York Workman–a Rat Whisperer?
Nineteen hundred and eight was a very strange year in York County.
Click here to read about Rex Fire Company’s building out in the middle of Duke Street.
My last post was about Judge Wanner ruling in favor of a mule. Click here to read about that.
This item, from the March 19, 1908 Gazette, is even more bizarre:
George Fetgater worked in the blacksmith shop of the York Manufacturing Company. A rat, which Fetgater named Dick, had its nest in the plant, near where several of the blacksmiths gathered for lunch.
Fetgater told the reporter that he had a way with animals and that he had quickly trained Dick to climb up his clothing to retrieve food from his pockets or “nibble choice morsels held in the workman’s mouth.”
The account continues: “Sometimes when he wants to be theatrical and make a spectacular exhibition, Mr. Fetgater will stand up, raise his arm high and call for Dick to get the bit of meat which he hold in his fingers. Nimbly the rat ascend the length of the blacksmith body, mounts his shoulder, and then with a merry whisk of his tail proceeds to mount the yard arm and go on to the top, where the meat is dangling tantalizingly aloft. Dick climbs to the top and eats the meat from the fingers.”
“Once in a while Dick gets sentimental and wants some one to love him. When this mood seizes him, he climbs on Mr. Fetgater’s shoulder. Then, standing on his hind legs, places his paws lovingly on Mr. Fetgater’s cheek and pats it and squeaks ‘Ah! Ah! Pitty man!’ This is what Dick seems to say and he enjoys it too.”
Dick’s exploits were backed up by three of the other blacksmiths, who reportedly also became “friends of the rat through Mr.

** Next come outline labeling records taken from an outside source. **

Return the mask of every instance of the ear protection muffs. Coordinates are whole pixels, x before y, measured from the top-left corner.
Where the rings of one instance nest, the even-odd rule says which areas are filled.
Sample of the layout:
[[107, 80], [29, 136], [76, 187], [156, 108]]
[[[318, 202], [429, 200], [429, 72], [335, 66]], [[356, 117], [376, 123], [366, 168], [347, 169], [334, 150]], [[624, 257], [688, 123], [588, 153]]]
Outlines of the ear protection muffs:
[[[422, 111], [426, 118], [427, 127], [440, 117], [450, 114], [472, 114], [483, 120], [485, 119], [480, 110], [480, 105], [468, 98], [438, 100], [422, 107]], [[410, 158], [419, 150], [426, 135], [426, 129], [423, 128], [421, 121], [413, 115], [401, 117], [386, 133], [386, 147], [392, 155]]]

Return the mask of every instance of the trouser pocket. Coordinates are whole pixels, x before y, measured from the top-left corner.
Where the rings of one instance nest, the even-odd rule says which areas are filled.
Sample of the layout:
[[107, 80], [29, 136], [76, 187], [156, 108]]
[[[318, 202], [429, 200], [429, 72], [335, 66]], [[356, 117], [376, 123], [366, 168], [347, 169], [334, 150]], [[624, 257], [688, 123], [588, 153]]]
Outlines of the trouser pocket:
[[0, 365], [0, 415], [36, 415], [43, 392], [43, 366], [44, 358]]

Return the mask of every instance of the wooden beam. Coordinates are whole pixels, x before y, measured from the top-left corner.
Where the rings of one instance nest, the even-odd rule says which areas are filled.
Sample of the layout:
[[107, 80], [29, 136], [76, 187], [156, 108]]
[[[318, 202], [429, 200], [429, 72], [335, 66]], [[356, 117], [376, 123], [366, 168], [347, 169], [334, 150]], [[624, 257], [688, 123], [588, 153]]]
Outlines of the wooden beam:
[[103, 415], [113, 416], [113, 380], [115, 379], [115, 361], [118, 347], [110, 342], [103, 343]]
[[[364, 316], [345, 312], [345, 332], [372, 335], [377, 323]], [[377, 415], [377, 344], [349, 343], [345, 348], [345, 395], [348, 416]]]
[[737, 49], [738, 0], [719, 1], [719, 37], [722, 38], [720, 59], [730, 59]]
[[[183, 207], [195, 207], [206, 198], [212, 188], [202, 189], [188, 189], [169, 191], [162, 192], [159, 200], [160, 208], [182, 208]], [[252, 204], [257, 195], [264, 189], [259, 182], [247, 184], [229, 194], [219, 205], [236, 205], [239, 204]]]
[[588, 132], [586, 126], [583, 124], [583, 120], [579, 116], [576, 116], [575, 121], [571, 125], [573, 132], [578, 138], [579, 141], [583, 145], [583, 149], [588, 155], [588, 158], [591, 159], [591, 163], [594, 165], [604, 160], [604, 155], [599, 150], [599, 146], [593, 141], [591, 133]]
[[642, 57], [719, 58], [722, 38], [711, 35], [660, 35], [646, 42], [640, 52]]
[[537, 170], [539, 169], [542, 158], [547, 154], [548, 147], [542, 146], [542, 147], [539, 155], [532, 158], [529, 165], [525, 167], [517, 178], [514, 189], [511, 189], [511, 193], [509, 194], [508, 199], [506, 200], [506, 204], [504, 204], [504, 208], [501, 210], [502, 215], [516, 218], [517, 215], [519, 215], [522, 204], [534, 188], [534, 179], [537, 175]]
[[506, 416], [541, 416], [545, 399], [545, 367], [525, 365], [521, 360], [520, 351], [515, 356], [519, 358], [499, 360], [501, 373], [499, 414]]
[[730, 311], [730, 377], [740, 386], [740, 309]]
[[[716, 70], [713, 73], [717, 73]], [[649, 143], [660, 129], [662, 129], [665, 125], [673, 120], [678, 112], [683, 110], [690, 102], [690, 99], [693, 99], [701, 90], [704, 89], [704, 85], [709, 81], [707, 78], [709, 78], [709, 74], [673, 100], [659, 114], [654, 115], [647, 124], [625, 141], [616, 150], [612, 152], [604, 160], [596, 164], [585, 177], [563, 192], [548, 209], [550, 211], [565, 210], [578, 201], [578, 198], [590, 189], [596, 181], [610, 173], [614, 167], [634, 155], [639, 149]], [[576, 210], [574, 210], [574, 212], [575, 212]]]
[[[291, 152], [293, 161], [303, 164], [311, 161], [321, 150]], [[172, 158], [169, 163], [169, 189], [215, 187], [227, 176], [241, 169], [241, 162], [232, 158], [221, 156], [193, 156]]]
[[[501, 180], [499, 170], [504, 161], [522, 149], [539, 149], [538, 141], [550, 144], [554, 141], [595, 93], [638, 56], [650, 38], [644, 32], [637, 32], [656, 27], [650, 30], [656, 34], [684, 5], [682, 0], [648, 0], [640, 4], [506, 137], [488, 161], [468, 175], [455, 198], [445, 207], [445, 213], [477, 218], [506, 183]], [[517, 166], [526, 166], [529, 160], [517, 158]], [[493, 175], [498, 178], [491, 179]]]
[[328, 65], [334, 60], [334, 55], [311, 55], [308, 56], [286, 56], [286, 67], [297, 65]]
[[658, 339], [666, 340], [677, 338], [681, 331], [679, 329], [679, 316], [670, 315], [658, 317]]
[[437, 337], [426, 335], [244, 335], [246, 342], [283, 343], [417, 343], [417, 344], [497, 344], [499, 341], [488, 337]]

Fetgater’s introduction,” and were now “vieing with each other to show the rodent kindly attentions.”
York Manufacturing at that time would have been between Gas Ave. and the railroad tracks off of Hartley Street. It is now a parking lot for the restored complex of slightly later York Manufacturing buildings off Philadelphia Street.
When you think of those days a century ago when York County was a manufacturing giant, don’t just remember the products they produced: refrigeration, safes, farm machinery, cigars and much more. Think of the workers in those factories, each with his/her own story, such as the love of a man and his rat.